Young-Il Ahn developed a distinctive oeuvre defined by meticulous, abstract paintings that explore his relationship with beauty, nature, and music. Ahn’s most famous body of work, the Water series, has been associated with Dansaekhwa, an aesthetic position specific to Korea characterized by the expression of natural processes through a monochromatic palette.


Ahn was born in 1934 in Gaesong, a city now located in North Korea, which was then considered part of colonial Japan. His first mentors were his father, who was a painter and art teacher, and his mother, a musician. Ahn’s early paintings tended towards expressionist figuration, but after relocating to Los Angeles in 1966, he became enamored with the famous Southern California light, especially the interplay of sunlight on surfaces. His first California paintings were semi-abstract, light-filled studies of beach umbrellas, sails, birds, and musicians.


Ahn’s new life in California included frequent long fishing trips in the waters between between Santa Monica and Catalina Island. On one such trip, Ahn had the harrowing experience of becoming lost in a dense fog. When the fog finally lifted, the sea around him was completely calm. The sunlight shimmered on the waves. He wrote about that moment in his autobiography, And still it flows towards me: A Life Lived with Art:


“My favorite colors from nature stretched to infinity. The sunlight crashed and reflected against the water every moment, dispersing splendid and sparkling colors in layers.”


The experience inspired Ahn to create his Water series, on which he worked for more than 30 years, until his death.


In addition to his Water series and his earlier paintings, Ahn created a semi-abstract body of work he referred to as his Self-Reflection series. Some of these paintings include fragments of Korean Hongul text; others take stock of the personal sadness and shock Ahn felt when his adoptive nation was attacked by terrorists on September 11, 2001. 

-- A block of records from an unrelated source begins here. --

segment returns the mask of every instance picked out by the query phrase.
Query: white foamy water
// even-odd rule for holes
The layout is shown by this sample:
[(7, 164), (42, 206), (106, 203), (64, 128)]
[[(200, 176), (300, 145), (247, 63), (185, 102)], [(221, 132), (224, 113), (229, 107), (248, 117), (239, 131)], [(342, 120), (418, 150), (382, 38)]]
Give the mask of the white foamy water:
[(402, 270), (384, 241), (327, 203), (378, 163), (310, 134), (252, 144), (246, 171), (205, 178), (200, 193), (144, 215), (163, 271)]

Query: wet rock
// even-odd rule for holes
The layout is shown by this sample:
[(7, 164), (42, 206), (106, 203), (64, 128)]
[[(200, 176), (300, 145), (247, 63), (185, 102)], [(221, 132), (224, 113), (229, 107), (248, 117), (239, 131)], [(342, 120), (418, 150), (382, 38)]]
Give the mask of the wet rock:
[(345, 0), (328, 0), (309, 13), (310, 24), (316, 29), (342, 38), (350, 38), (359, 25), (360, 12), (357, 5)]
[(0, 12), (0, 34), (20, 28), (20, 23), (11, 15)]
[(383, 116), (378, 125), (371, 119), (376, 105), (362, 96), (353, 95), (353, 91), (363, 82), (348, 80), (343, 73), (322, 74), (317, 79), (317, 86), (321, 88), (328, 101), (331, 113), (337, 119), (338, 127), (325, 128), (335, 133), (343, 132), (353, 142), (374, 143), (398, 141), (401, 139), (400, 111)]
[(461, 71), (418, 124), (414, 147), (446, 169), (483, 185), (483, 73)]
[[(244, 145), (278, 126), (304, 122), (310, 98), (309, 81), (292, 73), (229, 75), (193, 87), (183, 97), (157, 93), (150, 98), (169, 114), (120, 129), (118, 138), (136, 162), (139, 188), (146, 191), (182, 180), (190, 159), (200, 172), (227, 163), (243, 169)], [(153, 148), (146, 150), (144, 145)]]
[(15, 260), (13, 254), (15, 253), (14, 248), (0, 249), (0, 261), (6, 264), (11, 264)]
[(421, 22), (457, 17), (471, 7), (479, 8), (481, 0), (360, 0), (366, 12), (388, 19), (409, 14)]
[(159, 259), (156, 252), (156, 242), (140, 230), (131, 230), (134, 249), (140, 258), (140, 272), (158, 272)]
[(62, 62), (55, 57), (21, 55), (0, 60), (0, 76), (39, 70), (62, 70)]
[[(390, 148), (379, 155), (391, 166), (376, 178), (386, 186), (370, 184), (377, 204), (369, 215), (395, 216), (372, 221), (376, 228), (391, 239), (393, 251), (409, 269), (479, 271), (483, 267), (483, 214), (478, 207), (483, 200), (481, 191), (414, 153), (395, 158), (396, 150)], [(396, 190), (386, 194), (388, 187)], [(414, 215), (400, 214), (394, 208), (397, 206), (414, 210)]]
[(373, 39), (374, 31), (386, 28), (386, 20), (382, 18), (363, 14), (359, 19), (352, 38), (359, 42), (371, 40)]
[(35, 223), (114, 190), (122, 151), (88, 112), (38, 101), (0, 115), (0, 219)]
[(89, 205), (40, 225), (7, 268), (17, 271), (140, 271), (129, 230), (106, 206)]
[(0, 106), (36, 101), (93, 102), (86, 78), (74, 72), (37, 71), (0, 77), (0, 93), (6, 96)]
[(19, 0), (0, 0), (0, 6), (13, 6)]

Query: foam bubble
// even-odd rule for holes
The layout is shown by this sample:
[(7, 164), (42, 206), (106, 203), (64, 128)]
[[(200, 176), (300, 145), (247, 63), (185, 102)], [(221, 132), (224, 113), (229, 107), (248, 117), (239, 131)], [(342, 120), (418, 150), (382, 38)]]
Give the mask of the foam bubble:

Ahn’s first solo exhibition was in a gallery in Tokyo, when he was six years old. In 1949, while in middle school, he won the First Korean National Art Exhibition; the following year, he took the Special Prize in the National Art Exhibition, an even higher honor. Ahn first visited America in 1957, when his work was included in an invitational exhibition at the World House Gallery in New York. He earned his BFA from Seoul National University in 1958. In 1959, he had his first American solo show at Hull House Gallery in Chicago. He emigrated to the US in 1966.


In 2015, Ahn had his first solo museum exhibition, A Memoir of Water, at the Long Beach Museum of Art. In 2018, he became the first ever Korean American painter to receive a solo exhibition at the Los Angeles County Museum of Art (LACMA). Ahn's paintings are included in the collections of LACMA, the Long Beach Museum of Art, and the National Museum of Modern and Contemporary Art, Korea, among others.